June 28th, 2006

Tom Lehrer is Smug

busy, busy, busy

For a long while back in the late 90s, any time I needed to put my name down on some inconsequential piece of registration (anything I didn't care enough to have my actual name associated with -- software products, newspaper website registrations, that kind of thing) I'd use the name Snuggles the Fabric Softener Bear. When asked for an Organization or Company Name, I'd invariably put down The Magic School Bus.

...because it amused me, all right?


Tonight when I was asked by the data collection computer for an Organization name, I realized I'd grown up and beyond such silly references. I'm older and wiser in the ways of the world. The answer didn't take too long to pop into my head, though I have absolutely no idea why it hit me like it did. But it did. And I liked it.

So I put down Wampeter-Karass and Associates.

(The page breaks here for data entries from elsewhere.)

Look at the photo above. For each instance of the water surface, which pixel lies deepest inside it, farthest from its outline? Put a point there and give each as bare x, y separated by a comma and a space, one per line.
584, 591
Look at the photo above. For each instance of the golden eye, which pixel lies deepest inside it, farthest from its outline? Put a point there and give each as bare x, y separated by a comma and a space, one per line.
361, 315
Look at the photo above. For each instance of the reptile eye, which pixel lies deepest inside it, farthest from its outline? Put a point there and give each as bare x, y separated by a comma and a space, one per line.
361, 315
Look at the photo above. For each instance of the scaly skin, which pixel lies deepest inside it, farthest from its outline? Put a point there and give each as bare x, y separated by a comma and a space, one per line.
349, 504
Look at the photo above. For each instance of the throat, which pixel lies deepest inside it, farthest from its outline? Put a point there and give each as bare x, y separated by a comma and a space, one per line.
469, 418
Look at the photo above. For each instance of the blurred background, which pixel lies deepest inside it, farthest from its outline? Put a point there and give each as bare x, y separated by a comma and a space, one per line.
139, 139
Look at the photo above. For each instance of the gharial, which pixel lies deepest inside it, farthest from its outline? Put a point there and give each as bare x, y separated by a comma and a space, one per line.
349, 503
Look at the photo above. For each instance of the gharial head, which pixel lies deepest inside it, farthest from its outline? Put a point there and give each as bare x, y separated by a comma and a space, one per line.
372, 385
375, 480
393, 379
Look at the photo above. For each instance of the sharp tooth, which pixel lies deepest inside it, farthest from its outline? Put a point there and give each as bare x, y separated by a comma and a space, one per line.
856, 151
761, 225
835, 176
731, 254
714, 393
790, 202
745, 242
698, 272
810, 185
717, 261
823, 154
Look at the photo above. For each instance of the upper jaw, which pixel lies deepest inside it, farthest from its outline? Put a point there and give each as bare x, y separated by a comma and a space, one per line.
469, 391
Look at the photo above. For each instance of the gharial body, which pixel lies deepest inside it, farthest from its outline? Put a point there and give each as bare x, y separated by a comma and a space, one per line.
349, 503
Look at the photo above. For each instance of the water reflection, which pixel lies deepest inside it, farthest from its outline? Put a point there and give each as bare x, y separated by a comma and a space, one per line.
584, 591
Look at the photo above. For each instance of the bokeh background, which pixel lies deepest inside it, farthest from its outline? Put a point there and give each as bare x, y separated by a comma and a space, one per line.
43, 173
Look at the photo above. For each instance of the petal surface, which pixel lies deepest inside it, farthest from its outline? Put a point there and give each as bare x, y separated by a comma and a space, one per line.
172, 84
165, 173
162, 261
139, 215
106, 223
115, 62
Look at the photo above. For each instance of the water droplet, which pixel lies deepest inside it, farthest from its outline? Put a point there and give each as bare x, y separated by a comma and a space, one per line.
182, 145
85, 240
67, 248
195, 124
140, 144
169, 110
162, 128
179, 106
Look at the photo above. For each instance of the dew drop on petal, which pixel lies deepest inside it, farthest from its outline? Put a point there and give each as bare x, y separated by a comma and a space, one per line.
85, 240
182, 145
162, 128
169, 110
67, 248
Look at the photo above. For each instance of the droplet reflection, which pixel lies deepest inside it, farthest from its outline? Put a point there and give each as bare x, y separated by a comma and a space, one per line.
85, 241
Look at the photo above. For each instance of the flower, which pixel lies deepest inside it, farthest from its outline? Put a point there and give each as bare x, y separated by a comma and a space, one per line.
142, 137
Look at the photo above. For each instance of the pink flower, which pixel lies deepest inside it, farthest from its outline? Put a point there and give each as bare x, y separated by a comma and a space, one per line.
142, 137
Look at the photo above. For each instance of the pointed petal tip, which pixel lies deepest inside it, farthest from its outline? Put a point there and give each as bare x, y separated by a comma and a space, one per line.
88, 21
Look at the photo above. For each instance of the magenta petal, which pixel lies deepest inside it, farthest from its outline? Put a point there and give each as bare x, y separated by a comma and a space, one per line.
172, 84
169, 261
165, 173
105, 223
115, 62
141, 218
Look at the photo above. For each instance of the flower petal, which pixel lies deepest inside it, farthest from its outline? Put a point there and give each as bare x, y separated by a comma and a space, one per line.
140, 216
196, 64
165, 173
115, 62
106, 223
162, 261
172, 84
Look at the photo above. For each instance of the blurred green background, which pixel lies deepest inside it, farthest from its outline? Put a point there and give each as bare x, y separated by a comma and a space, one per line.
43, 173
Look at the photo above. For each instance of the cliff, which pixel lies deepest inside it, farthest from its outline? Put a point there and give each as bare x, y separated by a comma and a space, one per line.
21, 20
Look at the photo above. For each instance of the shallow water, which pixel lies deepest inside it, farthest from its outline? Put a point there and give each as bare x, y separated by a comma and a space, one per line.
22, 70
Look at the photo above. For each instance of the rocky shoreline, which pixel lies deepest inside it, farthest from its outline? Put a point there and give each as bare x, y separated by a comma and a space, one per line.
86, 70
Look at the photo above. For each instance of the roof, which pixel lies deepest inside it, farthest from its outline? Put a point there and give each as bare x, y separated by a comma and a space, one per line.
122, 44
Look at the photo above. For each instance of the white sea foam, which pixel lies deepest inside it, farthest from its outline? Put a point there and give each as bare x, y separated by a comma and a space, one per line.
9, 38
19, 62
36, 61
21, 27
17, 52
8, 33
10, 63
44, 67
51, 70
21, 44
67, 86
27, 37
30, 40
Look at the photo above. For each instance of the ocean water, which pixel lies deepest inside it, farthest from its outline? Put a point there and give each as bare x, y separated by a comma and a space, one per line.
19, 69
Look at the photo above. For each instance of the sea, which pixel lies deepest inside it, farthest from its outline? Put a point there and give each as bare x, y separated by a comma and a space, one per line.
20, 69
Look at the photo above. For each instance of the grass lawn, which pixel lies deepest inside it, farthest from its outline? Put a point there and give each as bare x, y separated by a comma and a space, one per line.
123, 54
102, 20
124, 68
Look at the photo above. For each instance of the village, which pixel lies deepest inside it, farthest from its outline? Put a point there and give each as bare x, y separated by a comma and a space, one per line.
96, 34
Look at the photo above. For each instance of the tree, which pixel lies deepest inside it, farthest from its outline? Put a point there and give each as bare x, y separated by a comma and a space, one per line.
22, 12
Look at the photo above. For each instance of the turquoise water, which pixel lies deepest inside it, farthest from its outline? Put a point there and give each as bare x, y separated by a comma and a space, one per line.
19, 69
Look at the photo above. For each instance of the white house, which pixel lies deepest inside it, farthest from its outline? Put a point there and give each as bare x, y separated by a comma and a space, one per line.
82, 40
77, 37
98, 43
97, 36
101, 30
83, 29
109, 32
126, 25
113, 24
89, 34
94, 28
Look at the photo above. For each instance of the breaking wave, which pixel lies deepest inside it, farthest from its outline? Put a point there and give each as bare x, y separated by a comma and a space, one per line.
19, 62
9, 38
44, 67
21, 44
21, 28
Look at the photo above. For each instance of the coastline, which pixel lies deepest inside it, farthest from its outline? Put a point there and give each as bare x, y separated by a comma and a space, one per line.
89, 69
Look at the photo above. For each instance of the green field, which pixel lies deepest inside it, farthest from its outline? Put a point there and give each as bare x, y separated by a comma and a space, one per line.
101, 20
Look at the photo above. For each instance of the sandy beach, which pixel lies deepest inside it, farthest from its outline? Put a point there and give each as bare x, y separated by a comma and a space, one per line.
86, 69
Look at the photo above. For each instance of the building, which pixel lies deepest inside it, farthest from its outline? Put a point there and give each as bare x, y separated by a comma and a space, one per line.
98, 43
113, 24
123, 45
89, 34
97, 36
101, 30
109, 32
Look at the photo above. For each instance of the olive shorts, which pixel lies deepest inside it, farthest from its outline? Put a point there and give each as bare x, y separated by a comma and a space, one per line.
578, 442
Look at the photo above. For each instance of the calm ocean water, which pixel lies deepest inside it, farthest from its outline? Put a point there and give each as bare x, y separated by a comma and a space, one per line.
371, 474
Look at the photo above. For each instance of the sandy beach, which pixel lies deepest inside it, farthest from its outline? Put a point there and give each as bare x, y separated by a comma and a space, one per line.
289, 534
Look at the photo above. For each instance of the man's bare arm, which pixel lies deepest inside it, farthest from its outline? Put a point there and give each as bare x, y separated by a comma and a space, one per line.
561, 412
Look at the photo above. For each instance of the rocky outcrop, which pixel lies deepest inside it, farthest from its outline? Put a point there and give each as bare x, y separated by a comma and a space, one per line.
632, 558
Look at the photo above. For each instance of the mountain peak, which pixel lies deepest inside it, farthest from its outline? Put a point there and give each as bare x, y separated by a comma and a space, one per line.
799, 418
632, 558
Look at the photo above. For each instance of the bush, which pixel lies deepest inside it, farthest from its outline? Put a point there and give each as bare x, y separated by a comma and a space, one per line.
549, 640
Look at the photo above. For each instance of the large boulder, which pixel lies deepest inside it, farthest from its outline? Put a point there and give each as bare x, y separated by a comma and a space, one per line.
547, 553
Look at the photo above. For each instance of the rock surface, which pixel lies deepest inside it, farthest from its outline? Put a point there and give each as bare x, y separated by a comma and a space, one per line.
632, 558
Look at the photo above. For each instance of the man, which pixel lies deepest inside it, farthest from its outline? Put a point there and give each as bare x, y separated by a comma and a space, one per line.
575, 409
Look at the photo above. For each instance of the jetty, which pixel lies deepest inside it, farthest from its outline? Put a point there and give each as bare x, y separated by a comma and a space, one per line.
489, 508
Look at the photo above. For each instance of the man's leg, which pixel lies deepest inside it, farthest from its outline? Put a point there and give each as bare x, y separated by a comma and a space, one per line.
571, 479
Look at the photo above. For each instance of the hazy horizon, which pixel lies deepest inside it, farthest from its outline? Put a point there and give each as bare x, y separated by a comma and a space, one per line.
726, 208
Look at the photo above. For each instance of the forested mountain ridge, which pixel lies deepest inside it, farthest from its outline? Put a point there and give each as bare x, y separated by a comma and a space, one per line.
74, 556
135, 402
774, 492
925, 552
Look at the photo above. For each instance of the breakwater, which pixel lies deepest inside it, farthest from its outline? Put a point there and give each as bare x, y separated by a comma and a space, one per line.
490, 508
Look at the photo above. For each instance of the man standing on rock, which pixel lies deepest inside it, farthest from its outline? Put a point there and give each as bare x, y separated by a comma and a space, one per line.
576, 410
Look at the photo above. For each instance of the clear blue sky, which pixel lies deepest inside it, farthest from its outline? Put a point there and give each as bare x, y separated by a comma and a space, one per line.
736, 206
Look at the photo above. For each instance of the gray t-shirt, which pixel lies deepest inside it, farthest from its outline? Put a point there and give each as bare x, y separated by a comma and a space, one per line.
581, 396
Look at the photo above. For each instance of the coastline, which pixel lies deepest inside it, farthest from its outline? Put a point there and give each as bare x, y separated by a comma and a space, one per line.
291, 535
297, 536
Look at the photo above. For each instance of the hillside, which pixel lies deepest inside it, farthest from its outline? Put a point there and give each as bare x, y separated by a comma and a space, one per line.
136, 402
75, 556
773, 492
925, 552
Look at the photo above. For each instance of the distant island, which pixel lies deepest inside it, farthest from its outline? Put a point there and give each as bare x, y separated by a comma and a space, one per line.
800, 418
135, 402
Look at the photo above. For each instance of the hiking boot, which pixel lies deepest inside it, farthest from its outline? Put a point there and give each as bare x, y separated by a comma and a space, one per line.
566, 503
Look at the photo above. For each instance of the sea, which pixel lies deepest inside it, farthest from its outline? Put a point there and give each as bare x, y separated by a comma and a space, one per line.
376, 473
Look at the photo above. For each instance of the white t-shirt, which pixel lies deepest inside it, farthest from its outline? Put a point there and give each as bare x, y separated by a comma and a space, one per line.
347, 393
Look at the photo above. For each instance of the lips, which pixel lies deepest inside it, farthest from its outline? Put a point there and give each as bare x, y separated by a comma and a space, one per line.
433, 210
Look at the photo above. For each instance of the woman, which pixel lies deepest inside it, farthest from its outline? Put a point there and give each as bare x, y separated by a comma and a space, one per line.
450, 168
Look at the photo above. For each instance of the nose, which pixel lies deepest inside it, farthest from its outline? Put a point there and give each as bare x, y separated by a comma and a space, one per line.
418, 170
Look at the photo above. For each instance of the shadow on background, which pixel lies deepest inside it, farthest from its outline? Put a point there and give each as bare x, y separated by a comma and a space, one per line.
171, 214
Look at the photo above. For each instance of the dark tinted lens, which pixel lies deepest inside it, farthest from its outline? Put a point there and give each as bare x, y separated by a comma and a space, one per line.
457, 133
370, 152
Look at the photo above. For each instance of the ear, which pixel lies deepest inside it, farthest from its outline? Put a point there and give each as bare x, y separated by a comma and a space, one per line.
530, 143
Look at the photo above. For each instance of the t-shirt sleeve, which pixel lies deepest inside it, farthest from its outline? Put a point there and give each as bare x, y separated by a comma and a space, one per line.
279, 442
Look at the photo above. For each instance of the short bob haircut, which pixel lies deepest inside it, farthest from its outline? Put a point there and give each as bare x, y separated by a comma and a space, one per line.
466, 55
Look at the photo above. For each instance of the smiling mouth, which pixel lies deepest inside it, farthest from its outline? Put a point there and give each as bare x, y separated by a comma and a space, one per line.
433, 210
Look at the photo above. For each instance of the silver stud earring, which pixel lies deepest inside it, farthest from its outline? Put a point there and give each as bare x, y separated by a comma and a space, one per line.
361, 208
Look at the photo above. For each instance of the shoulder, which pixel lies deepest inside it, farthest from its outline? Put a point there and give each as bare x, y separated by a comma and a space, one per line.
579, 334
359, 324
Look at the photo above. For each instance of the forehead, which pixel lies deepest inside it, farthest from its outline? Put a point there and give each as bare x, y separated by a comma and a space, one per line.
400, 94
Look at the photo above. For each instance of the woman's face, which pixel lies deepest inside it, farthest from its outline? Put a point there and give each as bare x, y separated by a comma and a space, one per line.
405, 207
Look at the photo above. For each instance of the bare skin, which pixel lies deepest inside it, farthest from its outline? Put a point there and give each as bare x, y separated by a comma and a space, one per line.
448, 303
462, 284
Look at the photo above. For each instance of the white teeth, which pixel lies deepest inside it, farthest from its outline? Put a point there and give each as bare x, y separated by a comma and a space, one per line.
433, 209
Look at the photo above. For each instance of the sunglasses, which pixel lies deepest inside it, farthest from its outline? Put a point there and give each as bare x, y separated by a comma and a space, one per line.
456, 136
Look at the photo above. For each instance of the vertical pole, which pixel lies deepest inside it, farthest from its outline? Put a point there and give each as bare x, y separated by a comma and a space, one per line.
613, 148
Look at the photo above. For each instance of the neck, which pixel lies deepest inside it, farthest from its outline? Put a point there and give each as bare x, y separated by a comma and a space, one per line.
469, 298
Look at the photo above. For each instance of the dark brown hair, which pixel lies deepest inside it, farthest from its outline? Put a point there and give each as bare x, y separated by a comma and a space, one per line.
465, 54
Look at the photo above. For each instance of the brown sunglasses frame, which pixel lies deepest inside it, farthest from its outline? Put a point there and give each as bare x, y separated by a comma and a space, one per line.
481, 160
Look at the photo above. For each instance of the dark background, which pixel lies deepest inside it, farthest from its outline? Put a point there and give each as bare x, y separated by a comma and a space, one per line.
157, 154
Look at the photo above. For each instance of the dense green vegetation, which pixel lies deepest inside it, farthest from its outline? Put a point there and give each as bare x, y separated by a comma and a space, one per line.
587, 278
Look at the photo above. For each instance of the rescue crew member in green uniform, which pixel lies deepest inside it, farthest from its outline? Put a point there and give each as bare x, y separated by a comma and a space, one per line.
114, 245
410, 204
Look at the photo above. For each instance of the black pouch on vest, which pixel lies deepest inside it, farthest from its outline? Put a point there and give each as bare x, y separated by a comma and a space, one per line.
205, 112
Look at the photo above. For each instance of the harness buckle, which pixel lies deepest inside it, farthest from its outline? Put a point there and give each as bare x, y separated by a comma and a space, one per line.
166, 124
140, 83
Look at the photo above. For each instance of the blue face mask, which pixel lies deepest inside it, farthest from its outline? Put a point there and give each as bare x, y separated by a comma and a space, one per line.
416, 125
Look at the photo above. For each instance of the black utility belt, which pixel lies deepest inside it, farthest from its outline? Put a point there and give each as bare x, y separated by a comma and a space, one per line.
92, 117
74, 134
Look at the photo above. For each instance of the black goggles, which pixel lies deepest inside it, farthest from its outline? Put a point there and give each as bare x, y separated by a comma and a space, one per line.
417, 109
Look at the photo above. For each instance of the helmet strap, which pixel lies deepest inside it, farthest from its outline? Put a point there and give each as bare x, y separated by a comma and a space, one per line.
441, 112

(nice, nice, very nice...)
SNARK SHARK

TRUE TALES OF A WORLD WITHOUT IRONY

One of the phrases I dredged up yesterday was a remark made when I discovered a few years back that Curious Liquids, the funky, quietly counter-culture coffeehouse up on Park Street across from the State House, had been sold, gutted, and turned into a Fox News studio (for the picture-perfect view of the State House, natch.) I remember saying something like "Well I just checked the back room, and I'm sorry, but we're fresh out of irony."

Yesterday the Metro ("The Newspaper You Read So You Don't Have To Stare At Some Random Straphanger's Crotch") ran a two-page spread inviting us to write in and vote for our "favorite Metro ad of the year" from all the times this past year they've splashed large-scale ads across the front page, or smothered an edition in a large wrap-around sheet, or made it look like a cellular phone was OMG BURSTING OUT OF THE PAPAR!!!1

Today they ran a letter from a woman who probably thought she was being adorably witty for suggesting that the MBTA's new Charlie mascot "take some fashion hints" and "wear a business suit with four-button cuffs" instead of his current suit, which apparently sports cuffs with two buttons, oh the horror and shame. Oh, by the way, for those of you who haven't seen the Boston transit authority's new mascot, he's a cartoon character.

Sorry, folks, I just called the distributor and now they're saying that the irony is still on backorder.

Actually, I am reasonably sure (I want to believe) that some bored person on the Metro staff makes these letters up on slow feedback days. This belief, however optimistically misguided, is the only thing that keeps me from slowly tearing the paper up into little tiny strips while on the train and then garnering the attention of the one person riding who'd Say Something if they Saw Something.

No, I will cling to my hope that these people are simple constructs of an easily amused editorial staff, much like the overblown right-wing crank stereotype they trot out every now and then. You know the guy. He's the one who'll show up even when there's no Burning Non-Issue in the national spotlight, rattle his saber at "the godless heathen liberals", suggest that Jesus would've just mowed down all them queers and illegal immigrants with his Second Amendment-protected assault rifle amen, and then sit back and watch the indignant letters and email come flying in.

The nut's more amusing than sports columnist Bob O'Halloran, who's currently letting everybody know he's no longer BFF with Pedro Martinez and that it is our God-given right to boo Pedro when he takes the mound today because Pedro was never good for the Red Sox and he's a meanie and a traitor to boot for shipping off to the Mets. The fact that Pedro got a standing ovation from the Fenway faithful last night doesn't enter into it; Much like politics, if you're not for the Red Sox, you're agin the Red Sox, and are better off with a D-cell battery embedded in your skull. So it goes.

Some days I feel as if I've leapt off the Earth and landed smack dab in the middle of a wholly different world.